11-07-2012 12:51 PM
Hi All -
I have a dataset which contains account number, balance, limit and apr. I have to separate out 10% population from this dataset. This 10% population should be a (stratified) random sample from the dataset and also the distribution of balance,limit and apr between 10% popluation and remaining 90% population should be equal ( approximately equal) .
I have used proc surveyselect procedure for sampling dataset based on one variable.
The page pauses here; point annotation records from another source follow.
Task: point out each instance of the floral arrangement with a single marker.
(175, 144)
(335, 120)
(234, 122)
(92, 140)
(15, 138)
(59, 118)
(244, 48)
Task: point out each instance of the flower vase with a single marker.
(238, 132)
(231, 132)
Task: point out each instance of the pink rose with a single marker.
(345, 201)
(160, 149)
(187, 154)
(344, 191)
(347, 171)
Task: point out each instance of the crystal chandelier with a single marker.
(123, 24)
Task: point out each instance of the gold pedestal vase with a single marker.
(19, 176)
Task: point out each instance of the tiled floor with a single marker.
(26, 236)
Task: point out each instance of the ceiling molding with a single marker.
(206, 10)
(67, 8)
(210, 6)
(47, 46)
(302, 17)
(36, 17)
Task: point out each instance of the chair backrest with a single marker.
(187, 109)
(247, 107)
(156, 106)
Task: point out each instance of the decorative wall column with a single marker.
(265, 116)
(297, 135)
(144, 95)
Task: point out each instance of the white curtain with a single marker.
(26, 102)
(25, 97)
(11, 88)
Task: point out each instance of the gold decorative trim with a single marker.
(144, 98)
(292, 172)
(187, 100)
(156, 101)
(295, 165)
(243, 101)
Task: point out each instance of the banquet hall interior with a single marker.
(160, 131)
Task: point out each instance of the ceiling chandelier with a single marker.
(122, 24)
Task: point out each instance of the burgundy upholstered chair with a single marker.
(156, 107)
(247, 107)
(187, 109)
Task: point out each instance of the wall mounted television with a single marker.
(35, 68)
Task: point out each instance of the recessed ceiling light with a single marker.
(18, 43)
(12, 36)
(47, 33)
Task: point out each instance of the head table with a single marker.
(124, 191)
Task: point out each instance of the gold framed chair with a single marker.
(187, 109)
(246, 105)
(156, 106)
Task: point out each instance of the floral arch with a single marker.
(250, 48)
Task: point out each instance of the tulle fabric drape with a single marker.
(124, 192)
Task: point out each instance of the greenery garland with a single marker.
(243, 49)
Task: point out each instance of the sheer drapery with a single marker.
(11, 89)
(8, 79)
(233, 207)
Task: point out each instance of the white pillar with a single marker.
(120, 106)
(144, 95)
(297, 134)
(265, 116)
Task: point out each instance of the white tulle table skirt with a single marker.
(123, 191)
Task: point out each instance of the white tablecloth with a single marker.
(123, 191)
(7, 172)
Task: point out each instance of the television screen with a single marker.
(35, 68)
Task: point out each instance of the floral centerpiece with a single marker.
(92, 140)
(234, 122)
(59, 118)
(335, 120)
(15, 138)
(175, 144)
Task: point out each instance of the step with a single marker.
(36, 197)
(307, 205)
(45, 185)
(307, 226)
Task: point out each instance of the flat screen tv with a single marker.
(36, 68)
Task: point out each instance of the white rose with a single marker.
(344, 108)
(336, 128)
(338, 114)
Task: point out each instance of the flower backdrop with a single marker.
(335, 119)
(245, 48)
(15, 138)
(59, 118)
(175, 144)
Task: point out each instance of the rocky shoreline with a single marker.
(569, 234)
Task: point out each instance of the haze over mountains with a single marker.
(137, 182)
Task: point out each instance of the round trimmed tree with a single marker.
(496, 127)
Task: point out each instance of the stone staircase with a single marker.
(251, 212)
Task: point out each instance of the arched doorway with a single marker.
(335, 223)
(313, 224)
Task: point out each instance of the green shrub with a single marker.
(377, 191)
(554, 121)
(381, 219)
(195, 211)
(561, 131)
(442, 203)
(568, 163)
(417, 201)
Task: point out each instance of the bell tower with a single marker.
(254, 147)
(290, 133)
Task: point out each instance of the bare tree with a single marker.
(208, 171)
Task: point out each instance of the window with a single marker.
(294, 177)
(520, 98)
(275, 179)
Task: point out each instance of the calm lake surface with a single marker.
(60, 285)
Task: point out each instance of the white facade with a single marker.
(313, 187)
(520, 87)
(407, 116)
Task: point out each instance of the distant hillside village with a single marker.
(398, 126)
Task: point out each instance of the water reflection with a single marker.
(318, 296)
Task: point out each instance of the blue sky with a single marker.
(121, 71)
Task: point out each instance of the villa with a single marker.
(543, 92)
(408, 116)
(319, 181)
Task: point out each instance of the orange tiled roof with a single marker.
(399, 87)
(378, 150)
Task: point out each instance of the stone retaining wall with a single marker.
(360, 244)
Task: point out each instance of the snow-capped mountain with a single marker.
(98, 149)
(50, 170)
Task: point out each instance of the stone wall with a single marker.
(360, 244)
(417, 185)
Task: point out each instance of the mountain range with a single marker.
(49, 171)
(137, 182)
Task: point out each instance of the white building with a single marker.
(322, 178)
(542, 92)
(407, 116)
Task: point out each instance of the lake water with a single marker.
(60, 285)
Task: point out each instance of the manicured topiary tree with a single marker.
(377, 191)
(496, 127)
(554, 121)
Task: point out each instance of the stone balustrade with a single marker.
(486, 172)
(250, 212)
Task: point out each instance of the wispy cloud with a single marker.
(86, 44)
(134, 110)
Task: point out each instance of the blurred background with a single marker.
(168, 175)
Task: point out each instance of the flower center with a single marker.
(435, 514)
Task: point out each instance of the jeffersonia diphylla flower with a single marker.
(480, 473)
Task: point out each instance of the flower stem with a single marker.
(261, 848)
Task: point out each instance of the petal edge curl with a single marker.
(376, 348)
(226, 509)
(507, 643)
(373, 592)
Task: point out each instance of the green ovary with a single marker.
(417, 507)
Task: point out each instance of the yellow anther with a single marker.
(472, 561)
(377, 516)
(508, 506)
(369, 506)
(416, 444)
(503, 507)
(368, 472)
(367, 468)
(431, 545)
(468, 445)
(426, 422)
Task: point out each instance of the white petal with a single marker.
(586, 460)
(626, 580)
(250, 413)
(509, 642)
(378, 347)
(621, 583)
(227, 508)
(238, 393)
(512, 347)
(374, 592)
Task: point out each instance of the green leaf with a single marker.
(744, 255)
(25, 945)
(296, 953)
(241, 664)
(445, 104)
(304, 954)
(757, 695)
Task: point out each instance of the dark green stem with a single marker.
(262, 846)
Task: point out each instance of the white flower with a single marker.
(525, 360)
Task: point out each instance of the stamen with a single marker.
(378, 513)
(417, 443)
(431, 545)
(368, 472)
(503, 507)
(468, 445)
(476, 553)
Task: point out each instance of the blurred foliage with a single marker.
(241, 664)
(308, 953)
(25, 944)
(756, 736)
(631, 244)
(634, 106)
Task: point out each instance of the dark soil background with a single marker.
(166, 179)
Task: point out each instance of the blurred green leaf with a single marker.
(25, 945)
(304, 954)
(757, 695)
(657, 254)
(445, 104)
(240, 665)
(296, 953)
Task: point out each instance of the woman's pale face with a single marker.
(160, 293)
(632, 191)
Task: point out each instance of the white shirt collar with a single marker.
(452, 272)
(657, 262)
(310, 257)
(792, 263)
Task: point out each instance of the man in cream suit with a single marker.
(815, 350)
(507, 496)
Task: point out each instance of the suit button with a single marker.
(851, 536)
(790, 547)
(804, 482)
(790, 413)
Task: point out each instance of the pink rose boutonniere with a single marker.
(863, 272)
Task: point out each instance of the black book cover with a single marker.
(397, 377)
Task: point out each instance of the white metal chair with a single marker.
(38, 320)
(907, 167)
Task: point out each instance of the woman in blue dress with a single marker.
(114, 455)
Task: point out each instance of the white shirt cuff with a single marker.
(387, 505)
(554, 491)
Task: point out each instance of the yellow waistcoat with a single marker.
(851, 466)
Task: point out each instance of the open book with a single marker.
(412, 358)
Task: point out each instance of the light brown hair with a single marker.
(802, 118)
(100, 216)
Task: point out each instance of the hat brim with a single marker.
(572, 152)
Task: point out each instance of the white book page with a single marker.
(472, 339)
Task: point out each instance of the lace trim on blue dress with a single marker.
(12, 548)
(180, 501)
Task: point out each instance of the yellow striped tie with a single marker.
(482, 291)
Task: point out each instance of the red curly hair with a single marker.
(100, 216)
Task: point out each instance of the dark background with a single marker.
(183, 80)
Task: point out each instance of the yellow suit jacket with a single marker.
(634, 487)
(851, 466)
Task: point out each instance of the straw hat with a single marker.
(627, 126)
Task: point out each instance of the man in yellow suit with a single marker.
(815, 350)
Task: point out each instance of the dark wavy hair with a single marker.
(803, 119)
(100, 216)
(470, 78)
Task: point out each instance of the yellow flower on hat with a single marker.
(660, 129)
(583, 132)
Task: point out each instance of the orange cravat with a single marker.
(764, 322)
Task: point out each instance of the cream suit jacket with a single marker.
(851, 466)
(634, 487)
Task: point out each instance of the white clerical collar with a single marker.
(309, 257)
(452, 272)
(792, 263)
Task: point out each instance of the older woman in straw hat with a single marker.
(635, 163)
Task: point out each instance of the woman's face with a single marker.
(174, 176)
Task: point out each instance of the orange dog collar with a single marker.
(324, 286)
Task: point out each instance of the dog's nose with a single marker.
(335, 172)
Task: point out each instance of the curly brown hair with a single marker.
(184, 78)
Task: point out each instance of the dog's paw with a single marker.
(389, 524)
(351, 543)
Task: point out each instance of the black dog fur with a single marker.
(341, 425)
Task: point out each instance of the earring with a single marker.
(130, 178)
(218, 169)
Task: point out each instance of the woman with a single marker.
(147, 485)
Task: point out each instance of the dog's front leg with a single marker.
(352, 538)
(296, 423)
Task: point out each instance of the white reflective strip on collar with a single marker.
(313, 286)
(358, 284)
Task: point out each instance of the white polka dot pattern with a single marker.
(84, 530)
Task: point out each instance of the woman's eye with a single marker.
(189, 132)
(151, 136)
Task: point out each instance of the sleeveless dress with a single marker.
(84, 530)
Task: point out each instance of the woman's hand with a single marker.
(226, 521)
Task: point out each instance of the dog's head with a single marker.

proc surveryselect data = dataset out=new_dsn samprate=.1 outall;
Can you some one help me how to do the samething for many variables.
11-07-2012 01:08 PM
I tried to do the same , but instead of 10% I got 19% population. After seeing that I am little confused on how this proc works.
11-07-2012 01:57 PM
I don't know how it works, but I do have a suspicion. Perhaps the procedure requires every combination of strata variables to be represented in the sample. If the number of observations fitting into a particular strata combination were 5, the software would still have to select one of them into the sample. If that applied to every strata combination, you would end up with a 20% sample. You could check the strata sizes with this sort of program:
proc freq data=have noprint;
tables three*strata*variables / out=counts (keep=count rename=(count=n_observations));
proc freq data=counts;
The final table would tell you how many strata combinations have 1 observation in the original data set, how many have 2 observations, etc.
11-07-2012 04:11 PM
Could you post the code that generated the 19% sample? I did some experimenting and I get 10% within each combination of strata variables but my trial data is probably too nice.